Days and hours of operation are 7:30 a.m. 5:30 p.m. Monday through Friday. Facility provides care and supervision to children ages 3 months to 5 years old.

LPA toured the home inside and outside and a census was taken; 3 children and 1 adult with licensee were observed providing care and supervision.

Current facility sketch reviewed, and Licensee confirmed the back area of the home is where day care is being provided. Families access the day care through the side of the house and use the second entrance. Upon entering the home, you are led to the day care room. LPA observed all necessary posting by the entrance of the home. The bathroom that children use is located outside the kitchen. Licensee confirmed that children nap in the day care room area and eat in the kitchen/eating area. LPA observed 5 highchairs in the kitchen area that is used for meals.

The following areas are currently OFF LIMITS: main entrance of the home, living room, dining room area, bedroom 1-3 and bathroom 1 and bathroom 2. LPA observed all doors closed and reminded licensee that all doors need to be locked during the hours of operations.
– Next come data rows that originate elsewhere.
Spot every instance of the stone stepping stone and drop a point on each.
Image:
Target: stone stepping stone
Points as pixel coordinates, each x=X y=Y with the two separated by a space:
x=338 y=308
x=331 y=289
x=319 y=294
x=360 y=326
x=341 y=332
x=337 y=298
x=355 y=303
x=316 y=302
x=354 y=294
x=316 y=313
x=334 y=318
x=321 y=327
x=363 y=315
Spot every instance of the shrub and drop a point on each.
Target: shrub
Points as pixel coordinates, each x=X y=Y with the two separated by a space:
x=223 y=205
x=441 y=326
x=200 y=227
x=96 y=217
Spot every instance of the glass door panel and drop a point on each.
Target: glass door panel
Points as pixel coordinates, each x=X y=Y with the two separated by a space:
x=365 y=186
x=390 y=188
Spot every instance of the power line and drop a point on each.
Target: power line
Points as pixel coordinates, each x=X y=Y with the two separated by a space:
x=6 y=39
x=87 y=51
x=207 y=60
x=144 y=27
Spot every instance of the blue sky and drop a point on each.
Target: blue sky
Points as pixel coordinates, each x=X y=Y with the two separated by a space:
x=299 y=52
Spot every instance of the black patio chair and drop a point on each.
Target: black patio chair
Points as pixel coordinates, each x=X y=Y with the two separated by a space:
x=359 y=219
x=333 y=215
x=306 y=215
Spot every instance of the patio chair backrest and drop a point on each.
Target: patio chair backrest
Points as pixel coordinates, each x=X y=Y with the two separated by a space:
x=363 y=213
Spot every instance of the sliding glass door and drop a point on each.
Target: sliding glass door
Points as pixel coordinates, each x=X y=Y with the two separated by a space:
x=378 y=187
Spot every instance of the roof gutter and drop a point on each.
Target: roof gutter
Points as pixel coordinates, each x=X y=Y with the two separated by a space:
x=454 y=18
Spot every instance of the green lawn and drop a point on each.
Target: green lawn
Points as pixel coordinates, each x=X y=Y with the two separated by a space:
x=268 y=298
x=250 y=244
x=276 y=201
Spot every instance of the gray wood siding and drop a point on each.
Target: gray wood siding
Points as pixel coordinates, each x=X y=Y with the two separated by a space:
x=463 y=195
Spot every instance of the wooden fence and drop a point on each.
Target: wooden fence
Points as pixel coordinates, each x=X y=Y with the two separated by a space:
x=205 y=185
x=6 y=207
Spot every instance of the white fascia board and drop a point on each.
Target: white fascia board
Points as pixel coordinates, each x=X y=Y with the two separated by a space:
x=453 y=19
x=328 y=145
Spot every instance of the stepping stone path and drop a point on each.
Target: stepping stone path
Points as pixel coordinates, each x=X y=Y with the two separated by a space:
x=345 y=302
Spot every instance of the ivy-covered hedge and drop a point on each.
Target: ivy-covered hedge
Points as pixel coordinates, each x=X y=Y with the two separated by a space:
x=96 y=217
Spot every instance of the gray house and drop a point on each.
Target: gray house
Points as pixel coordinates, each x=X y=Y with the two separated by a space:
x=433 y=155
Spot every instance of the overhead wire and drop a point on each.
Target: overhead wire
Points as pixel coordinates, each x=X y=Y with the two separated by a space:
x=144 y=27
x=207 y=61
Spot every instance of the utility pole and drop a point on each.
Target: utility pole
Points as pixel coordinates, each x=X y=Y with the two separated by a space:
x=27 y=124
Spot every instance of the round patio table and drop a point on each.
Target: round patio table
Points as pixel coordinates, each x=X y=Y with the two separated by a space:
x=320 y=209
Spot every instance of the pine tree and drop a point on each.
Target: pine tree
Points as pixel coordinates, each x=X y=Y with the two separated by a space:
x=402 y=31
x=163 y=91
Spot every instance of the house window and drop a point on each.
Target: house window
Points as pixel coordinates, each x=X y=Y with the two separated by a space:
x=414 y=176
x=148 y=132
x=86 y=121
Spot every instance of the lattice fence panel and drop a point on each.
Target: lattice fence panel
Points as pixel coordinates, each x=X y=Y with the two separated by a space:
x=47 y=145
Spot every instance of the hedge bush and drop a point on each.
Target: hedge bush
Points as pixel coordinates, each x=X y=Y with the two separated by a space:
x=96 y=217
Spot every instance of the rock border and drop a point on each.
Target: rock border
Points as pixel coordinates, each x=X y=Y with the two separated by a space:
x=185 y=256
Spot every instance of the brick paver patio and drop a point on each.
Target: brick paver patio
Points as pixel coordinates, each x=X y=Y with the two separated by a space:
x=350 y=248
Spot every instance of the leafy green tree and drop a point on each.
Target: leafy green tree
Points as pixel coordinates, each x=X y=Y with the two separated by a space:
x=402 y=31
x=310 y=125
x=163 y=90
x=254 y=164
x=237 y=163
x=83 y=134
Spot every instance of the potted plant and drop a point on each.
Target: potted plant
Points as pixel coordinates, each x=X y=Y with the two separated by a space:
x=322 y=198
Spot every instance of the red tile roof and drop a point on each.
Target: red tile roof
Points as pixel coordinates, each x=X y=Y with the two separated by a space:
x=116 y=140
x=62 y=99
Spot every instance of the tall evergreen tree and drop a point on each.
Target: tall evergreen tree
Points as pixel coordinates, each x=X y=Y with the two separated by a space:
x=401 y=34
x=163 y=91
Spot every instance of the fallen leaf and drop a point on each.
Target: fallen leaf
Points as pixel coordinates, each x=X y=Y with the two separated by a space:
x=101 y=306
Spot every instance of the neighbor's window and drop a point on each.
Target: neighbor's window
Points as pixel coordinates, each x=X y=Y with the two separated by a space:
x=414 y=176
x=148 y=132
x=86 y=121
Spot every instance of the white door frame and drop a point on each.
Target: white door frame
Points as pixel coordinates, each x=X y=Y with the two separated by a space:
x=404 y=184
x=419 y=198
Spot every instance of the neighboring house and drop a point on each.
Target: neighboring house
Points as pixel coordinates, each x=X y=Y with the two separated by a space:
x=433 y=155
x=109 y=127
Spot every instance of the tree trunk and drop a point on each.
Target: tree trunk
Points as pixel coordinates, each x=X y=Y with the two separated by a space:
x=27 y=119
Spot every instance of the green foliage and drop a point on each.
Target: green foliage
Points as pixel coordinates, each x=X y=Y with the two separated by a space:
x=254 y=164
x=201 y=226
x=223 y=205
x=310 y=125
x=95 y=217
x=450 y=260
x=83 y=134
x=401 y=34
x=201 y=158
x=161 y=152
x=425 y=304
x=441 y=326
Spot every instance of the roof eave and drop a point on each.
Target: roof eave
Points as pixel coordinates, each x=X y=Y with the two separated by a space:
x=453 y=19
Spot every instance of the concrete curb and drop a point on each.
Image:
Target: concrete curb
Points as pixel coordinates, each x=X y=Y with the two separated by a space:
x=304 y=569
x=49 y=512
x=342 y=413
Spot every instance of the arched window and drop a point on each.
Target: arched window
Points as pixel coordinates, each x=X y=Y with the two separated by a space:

Currently the backyard is OFF LIMITS to the children in care due to licensee looking to renovate the area. LPA informed licensee to make sure to notify Community Care Licensing when renovations area completed in order to be able to use the space for daycare.
SUPERVISOR'S NAME: Claudia EscobedoTELEPHONE: (424) 301-3044
LICENSING EVALUATOR NAME: Judy LaureanoTELEPHONE: (424) 301-3060
LICENSING EVALUATOR SIGNATURE:
DATE: 08/11/2022
I acknowledge receipt of this form and understand my licensing appeal rights as explained and received.
FACILITY REPRESENTATIVE SIGNATURE:
DATE: 08/11/2022
This report must be available at Child Care and Group Home facilities for public review for 3 years.

LIC809 (FAS) - (06/04)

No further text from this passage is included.